Appeal for release of Brahim Sabbar and all Saharawi political prisoners
Today the Australia Western Sahara Association (AWSA) wrote to Mr Chakib Benmoussa, Moroccan Minister of the Interior asking for the release of Saharawi political detainees, held in Moroccan prisons. Brahim Sabbar is the secretary general of ASVDH, the Saharawi Association for victims of violations of human rights for Saharawis living under Moroccan rule and has been in prison since June 2006 (see: http://asvdh.net/english/?page_id=316).
Since deciding to join with other associations working for justice for the Saharawi people around the world calling for the liberation of Saharawi prisoners of conscience, AWSA has noted a massive crackdown by the Moroccan authorities against Saharawi students and human rights defenders has taken place, making our appeal especially timely. We have sent the message via the Moroccan Ambassador in Canberra, Dr Badre Eddine Allali.

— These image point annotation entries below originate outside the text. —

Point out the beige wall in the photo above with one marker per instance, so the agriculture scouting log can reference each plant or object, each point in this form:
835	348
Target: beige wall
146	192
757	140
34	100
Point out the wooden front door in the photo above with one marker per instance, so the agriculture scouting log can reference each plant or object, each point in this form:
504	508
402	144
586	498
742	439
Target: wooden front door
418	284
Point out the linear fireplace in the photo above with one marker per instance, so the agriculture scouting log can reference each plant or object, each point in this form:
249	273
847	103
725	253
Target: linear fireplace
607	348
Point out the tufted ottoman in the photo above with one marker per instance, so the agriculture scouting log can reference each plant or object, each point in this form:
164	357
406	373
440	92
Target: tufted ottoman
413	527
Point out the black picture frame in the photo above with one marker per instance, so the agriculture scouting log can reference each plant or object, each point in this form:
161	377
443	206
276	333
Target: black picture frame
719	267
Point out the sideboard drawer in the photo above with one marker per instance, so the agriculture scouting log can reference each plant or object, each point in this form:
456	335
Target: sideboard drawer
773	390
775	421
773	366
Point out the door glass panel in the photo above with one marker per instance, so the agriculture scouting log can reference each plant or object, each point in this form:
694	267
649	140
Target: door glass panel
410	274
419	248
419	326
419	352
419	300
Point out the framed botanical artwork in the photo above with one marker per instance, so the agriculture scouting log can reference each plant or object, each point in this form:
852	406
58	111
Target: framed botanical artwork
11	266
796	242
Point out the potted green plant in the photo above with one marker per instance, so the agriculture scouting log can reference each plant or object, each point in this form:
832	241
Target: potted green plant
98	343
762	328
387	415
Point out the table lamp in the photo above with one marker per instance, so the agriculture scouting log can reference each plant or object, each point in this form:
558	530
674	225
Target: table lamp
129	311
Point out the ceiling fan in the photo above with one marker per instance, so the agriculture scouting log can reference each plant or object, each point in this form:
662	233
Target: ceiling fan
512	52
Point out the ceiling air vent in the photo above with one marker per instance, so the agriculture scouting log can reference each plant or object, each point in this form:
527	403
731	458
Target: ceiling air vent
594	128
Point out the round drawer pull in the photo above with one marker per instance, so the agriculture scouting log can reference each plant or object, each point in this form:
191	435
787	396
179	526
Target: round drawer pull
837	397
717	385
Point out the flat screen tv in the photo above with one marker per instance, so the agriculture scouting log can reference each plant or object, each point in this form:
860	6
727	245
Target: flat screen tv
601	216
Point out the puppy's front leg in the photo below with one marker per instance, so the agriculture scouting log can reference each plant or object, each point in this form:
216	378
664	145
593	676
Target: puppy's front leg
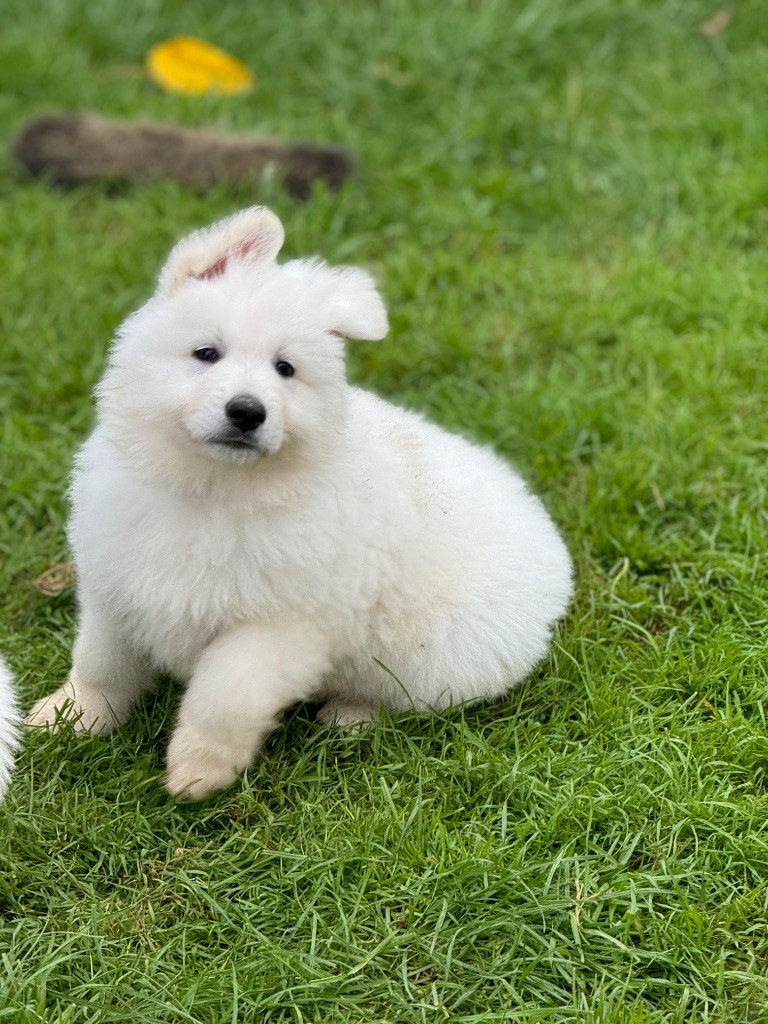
107	678
244	681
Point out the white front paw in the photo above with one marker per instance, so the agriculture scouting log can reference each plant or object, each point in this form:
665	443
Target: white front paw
85	711
198	767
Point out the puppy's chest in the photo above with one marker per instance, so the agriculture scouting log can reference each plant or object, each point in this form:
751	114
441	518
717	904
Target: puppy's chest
183	574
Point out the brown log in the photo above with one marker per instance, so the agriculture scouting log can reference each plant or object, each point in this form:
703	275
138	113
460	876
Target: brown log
71	150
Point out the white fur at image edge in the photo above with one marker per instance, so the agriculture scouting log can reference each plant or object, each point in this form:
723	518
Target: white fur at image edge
8	727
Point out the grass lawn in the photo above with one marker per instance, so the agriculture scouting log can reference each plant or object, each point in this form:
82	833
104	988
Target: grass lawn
566	205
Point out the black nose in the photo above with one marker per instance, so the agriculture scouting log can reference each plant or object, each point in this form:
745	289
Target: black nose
245	413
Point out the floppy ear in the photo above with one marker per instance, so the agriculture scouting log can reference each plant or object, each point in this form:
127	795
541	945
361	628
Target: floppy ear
356	308
253	236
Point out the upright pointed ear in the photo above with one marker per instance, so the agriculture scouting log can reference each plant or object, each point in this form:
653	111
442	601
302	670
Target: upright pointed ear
253	236
356	307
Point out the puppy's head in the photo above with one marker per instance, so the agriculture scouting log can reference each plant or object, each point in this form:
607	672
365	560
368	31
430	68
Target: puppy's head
238	357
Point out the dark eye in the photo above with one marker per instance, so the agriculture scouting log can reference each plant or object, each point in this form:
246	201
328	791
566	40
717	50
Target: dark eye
207	354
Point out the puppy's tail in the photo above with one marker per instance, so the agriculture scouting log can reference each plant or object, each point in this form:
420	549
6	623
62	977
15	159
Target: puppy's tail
9	726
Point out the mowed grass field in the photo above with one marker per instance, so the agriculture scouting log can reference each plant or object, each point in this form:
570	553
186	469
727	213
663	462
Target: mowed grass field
566	206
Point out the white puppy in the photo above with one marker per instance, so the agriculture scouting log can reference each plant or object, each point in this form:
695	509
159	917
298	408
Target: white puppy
8	727
247	520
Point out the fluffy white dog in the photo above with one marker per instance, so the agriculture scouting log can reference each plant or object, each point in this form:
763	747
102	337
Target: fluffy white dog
8	727
248	521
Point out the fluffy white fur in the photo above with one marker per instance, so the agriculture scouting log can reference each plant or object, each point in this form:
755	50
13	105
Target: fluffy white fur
347	551
8	727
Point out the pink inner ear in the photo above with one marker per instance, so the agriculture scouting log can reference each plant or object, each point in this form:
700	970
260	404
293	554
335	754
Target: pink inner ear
217	268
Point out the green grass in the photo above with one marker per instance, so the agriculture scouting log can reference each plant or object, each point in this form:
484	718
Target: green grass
567	208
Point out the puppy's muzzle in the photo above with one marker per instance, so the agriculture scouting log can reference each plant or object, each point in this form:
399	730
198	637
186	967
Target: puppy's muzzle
245	413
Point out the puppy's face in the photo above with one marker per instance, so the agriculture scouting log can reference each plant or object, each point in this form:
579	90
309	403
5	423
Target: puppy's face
239	357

Morocco attempts to silence every demonstration of the Saharawi people’s expression of their right to self-determination. As well as trying to prevent any freedom of expression, the Moroccan authorities also curtail Saharawis freedom of movement with a curfew in occupied Western Sahara, and deny any freedom of association. Every human rights organisation supporting the Saharawi people has been refused the right to register as a legal organisation in Western Sahara. So when a Saharawi married to a French woman and living in Paris set up an organisation, CORELSO, with the aim of establishing basic freedoms and rights in Western Sahara, the Moroccan authorities felt threatened. Its president, Enaama Asfari, on a visit to Marrakech, was arrested on 13 April, beaten and tortured and accused of false charges in court. The trial was postponed until Monday 28 April because of conflicting evidence from the prosecution witnesses. A delegation of human rights defenders from France due to attend the trial as observers was expelled on Friday 25 April. Amnesty International issued a statement on 25 April ( http://www.amnesty.org ) expressing concern that the charges may be politically motivated and calling for an inquiry into Asfari’s claim of having been tortured. Amnesty fears that the incident may be designed to prevent Asfari from his activities as a human rights defender and his advocacy for the right to self-determination of the Saharawi people.
Morocco is trying hard to promote a proposal for autonomy within the UN as an alternative solution to a vote on independence of the country. The UN Security Council will be voting on this matter in the coming week.